Décharges oubliées : des milliers de bombes toxiques sur tout le territoire

En Europe, au moins 28 % des décharges oubliées seraient situées en zones inondables. Ces dépôts polluent les eaux avec des métaux lourds et des microplastiques. Reporterre a enquêté avec The Guardian, Investigate Europe et Watershed Investigations sur ce risque écologique et sanitaire majeur.

Indre-et-Loire, reportage

Un petit chemin forestier roussi par l’automne, un tapis de feuilles fraîchement tombées… La promenade aurait pu être bucolique. Mais, quand Hugo Meslard-Hayot mène la visite, personne ne s’attend à profiter du paysage. Depuis 2018, le chasseur de décharges d’Indre-et-Loire enquête pour localiser les décharges oubliées de son département. Technicien en prévention des déchets de profession, l’activiste défend cette « tâche d’intérêt public » et met son recensement à la disposition de tous en accès libre sur son site Les Déchéticiens.

Ce 8 novembre, le jeune homme de 28 ans nous emmène sur les lieux de sa dernière trouvaille : le dépôt de la Basselerie dans une petite commune des bords de Loire. À l’ombre des châtaigniers, le paysage est désolant : vieux frigidaires, carcasses de voitures, ancien landau, fauteuils, pneus, barils rouillés, plusieurs décennies d’ordures ménagères, agricoles, du BTP abandonnées depuis la fermeture du site dans les années 1990.

Et ce n’est que la partie visible de l’iceberg. Sous nos pieds, derrière une couche mince de terre et, juste là, dans les entrailles de cette petite digue arborée, se cache l’essentiel des 2 000 m2 de la décharge [1]. Déjà voit-on poindre des morceaux de ferraille du sol, des couches d’emballages plastiques entre les racines. Combien de temps faudra-t-il pour que le reste du massif de déchets soit mis à nu « On ne peut pas savoir et ça n’intéresse personne, car c’est une décharge oubliée », souffle Hugo, qui a retrouvé la localisation de la Basselerie en fouillant les cartons des archives municipales.

28 % de ces dépôts européens se trouvent en zones inondables

Des décharges oubliées, il y en a dans toute l’Europe. Jusqu’à 500 000 d’après une étude de 2021. En dépit du risque environnemental et sanitaire qu’elles représentent, aucune cartographie fiable n’existe. Alors, pendant plusieurs mois, les consortiums d’investigation Investigate Europe et Watershed Investigations ont travaillé à établir la première carte paneuropéenne sur le sujet en agrégeant plusieurs bases de données, en se rendant sur place, en effectuant des prélèvements.

Le résultat n’est pas exhaustif, mais nous avons pu retracer la géolocalisation de plus de 61 000 d’entre elles. En la croisant avec des cartes de cours d’eau, d’eaux souterraines ou encore de rivières, nous avons découvert que 28 % de ces dépôts européens se trouvent en zones inondables.
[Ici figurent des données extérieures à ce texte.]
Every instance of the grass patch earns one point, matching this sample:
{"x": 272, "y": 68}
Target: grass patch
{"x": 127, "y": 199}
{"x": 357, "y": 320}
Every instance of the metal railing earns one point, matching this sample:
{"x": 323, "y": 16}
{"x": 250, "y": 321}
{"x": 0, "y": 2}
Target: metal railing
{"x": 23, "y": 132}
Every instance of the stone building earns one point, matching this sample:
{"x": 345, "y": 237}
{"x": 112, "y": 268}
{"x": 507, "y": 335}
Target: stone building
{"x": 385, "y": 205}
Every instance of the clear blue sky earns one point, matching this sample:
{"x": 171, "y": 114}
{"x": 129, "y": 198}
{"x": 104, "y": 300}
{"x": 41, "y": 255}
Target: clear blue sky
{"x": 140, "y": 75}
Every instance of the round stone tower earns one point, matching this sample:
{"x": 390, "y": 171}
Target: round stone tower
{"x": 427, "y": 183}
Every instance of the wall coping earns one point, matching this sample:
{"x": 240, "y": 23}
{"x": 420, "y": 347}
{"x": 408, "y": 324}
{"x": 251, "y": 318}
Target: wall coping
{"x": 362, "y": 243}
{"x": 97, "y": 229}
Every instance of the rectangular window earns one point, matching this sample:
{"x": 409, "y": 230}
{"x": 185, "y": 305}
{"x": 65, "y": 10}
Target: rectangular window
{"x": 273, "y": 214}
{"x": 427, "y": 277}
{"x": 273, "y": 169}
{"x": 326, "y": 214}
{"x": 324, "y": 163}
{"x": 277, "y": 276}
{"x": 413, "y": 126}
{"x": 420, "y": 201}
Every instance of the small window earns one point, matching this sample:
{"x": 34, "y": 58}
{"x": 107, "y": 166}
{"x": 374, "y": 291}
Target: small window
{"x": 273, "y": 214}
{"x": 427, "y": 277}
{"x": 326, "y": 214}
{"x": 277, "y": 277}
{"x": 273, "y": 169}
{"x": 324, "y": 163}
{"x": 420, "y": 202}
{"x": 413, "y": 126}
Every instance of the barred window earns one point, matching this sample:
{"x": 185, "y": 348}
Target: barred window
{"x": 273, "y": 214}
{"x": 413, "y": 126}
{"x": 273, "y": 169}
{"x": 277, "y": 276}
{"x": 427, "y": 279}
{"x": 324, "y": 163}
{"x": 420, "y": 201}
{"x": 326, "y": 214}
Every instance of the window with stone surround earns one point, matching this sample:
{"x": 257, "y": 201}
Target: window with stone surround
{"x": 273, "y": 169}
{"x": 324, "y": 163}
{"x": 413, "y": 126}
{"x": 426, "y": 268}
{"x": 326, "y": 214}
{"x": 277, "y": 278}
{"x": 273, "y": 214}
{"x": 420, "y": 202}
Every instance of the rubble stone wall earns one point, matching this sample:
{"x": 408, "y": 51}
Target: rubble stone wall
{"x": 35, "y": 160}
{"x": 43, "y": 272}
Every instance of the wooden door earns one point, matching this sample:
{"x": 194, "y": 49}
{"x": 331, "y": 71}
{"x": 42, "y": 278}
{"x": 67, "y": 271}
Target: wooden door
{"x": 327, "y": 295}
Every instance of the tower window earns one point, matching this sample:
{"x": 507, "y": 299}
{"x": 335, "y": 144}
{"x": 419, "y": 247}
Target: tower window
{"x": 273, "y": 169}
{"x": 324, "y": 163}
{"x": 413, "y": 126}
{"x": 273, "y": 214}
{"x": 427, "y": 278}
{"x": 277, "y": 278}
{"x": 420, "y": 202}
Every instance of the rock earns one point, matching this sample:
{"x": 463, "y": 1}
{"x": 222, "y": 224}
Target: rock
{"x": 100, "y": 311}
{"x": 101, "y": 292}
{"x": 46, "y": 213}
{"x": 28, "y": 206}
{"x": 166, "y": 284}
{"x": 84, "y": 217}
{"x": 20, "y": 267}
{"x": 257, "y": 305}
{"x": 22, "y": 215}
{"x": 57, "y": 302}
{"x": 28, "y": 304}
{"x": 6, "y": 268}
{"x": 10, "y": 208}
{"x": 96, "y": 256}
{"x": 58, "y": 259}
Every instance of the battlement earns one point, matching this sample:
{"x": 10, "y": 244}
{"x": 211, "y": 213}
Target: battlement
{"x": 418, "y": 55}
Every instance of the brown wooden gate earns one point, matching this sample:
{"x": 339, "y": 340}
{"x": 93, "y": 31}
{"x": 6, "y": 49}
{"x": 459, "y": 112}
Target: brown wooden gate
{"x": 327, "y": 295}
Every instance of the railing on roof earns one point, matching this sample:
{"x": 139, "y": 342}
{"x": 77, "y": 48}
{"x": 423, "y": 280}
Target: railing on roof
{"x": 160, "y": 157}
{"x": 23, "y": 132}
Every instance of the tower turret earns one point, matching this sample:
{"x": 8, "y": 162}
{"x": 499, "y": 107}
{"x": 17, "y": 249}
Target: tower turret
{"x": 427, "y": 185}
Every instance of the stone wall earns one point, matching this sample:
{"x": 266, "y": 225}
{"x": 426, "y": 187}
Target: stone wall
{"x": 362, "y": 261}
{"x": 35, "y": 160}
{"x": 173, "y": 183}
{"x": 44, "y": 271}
En Europe, 61 338 décharges ont été géolocalisées par Investigate Europe et Watershed Investigations. © Investigate Europe / Watershed Investigations

« Ce sont des dizaines de milliers de sites potentiellement non étanches qui peuvent contaminer les eaux souterraines, superficielles et la chaîne alimentaire », résume Kate Spencer, professeure de géochimie environnementale à l’université Queen Mary de Londres. Un risque de submersion qui grimpe à mesure que les précipitations, « les inondations et l’érosion des côtes augmentent avec le réchauffement climatique », précise son collègue de l’université de Liverpool, John Byrne.
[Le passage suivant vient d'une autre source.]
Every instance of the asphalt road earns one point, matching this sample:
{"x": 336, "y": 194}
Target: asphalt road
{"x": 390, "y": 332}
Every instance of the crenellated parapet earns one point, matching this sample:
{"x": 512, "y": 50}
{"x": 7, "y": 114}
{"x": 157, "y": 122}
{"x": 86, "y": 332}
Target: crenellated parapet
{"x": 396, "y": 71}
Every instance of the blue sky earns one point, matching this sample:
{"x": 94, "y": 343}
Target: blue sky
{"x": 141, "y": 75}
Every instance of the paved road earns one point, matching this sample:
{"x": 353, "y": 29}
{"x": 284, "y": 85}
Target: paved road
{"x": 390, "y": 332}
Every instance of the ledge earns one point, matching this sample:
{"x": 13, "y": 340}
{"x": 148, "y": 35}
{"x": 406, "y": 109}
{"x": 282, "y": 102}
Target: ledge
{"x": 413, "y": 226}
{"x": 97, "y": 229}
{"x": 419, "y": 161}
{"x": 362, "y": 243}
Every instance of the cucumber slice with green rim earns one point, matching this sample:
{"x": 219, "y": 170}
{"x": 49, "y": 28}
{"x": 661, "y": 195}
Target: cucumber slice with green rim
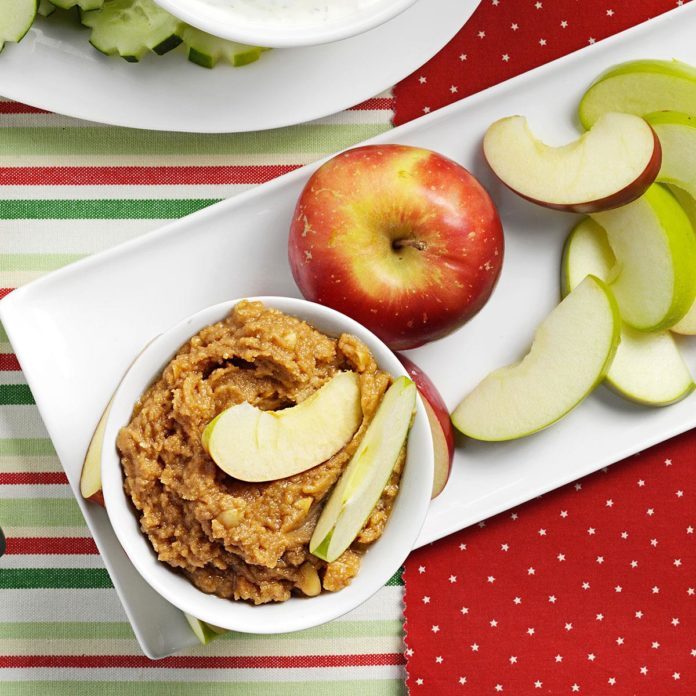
{"x": 16, "y": 17}
{"x": 69, "y": 4}
{"x": 206, "y": 50}
{"x": 46, "y": 8}
{"x": 132, "y": 28}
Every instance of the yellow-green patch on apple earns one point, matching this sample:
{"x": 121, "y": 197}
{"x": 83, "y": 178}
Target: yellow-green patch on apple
{"x": 254, "y": 445}
{"x": 367, "y": 473}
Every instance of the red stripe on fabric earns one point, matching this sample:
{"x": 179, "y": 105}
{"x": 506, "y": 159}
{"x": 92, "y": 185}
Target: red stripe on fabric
{"x": 115, "y": 176}
{"x": 191, "y": 662}
{"x": 9, "y": 362}
{"x": 19, "y": 108}
{"x": 26, "y": 478}
{"x": 375, "y": 104}
{"x": 51, "y": 546}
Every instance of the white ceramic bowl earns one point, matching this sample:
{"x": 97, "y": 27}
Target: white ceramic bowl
{"x": 380, "y": 562}
{"x": 276, "y": 31}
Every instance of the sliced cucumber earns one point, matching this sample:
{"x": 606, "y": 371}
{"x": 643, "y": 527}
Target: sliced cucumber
{"x": 16, "y": 17}
{"x": 46, "y": 8}
{"x": 132, "y": 28}
{"x": 206, "y": 50}
{"x": 82, "y": 4}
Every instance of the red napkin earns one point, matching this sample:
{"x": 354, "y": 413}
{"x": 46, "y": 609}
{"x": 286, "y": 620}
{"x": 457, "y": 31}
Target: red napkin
{"x": 591, "y": 589}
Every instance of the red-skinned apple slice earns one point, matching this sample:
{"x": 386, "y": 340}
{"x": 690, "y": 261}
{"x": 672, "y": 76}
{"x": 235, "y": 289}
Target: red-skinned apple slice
{"x": 608, "y": 166}
{"x": 440, "y": 423}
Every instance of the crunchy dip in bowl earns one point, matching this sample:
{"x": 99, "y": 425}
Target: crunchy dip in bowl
{"x": 204, "y": 539}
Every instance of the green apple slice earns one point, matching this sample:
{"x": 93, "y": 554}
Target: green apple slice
{"x": 640, "y": 87}
{"x": 204, "y": 632}
{"x": 367, "y": 473}
{"x": 648, "y": 367}
{"x": 655, "y": 248}
{"x": 687, "y": 324}
{"x": 254, "y": 445}
{"x": 586, "y": 252}
{"x": 16, "y": 18}
{"x": 677, "y": 134}
{"x": 570, "y": 355}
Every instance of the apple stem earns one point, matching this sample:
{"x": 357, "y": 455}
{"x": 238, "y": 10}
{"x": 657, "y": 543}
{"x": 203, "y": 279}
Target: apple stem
{"x": 408, "y": 242}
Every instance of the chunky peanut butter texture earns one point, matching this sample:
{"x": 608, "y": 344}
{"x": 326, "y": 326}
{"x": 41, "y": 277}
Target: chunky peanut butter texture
{"x": 245, "y": 541}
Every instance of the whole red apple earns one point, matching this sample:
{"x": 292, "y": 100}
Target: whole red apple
{"x": 402, "y": 239}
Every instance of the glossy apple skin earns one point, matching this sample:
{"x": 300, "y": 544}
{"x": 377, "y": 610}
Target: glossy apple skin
{"x": 438, "y": 415}
{"x": 402, "y": 239}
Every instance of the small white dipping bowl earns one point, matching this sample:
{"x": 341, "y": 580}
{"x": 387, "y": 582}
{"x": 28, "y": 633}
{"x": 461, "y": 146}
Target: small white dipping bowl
{"x": 278, "y": 30}
{"x": 380, "y": 562}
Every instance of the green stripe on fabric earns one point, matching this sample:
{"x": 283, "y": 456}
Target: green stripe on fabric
{"x": 121, "y": 630}
{"x": 54, "y": 578}
{"x": 15, "y": 395}
{"x": 396, "y": 579}
{"x": 36, "y": 262}
{"x": 106, "y": 209}
{"x": 122, "y": 141}
{"x": 40, "y": 512}
{"x": 373, "y": 687}
{"x": 39, "y": 447}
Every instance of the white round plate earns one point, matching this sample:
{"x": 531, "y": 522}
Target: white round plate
{"x": 55, "y": 68}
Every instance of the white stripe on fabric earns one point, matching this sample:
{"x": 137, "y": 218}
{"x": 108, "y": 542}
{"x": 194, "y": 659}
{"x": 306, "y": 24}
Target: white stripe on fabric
{"x": 120, "y": 674}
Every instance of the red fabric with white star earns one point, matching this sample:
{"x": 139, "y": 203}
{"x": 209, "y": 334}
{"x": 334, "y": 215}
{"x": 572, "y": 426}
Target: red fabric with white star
{"x": 504, "y": 38}
{"x": 590, "y": 589}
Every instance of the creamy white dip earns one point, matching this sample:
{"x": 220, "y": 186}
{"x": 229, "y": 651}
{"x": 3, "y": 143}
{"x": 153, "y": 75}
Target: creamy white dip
{"x": 294, "y": 12}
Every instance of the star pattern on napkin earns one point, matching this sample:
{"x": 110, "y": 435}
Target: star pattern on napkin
{"x": 604, "y": 599}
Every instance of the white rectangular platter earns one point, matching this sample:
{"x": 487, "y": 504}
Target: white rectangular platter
{"x": 97, "y": 314}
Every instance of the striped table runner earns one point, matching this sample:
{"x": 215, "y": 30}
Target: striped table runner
{"x": 67, "y": 189}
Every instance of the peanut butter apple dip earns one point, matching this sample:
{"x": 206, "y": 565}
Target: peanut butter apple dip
{"x": 238, "y": 540}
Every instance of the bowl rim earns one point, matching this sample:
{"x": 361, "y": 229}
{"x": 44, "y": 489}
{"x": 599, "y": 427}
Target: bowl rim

En France, 1 à 3 décharges oubliées par commune

En France, en agrégeant et nettoyant plusieurs bases de données [2], nous sommes parvenus à géolocaliser précisément 23 400 décharges connues et oubliées sur le territoire. À cela, il faut ajouter près de 8 000 autres, dont même le Bureau de recherches géologiques et minières (BRGM), chargé de la cartographie [3], n’a pu établir de géolocalisation précise – seulement le nom de la commune, mais pas l’endroit précis où elles se trouvent.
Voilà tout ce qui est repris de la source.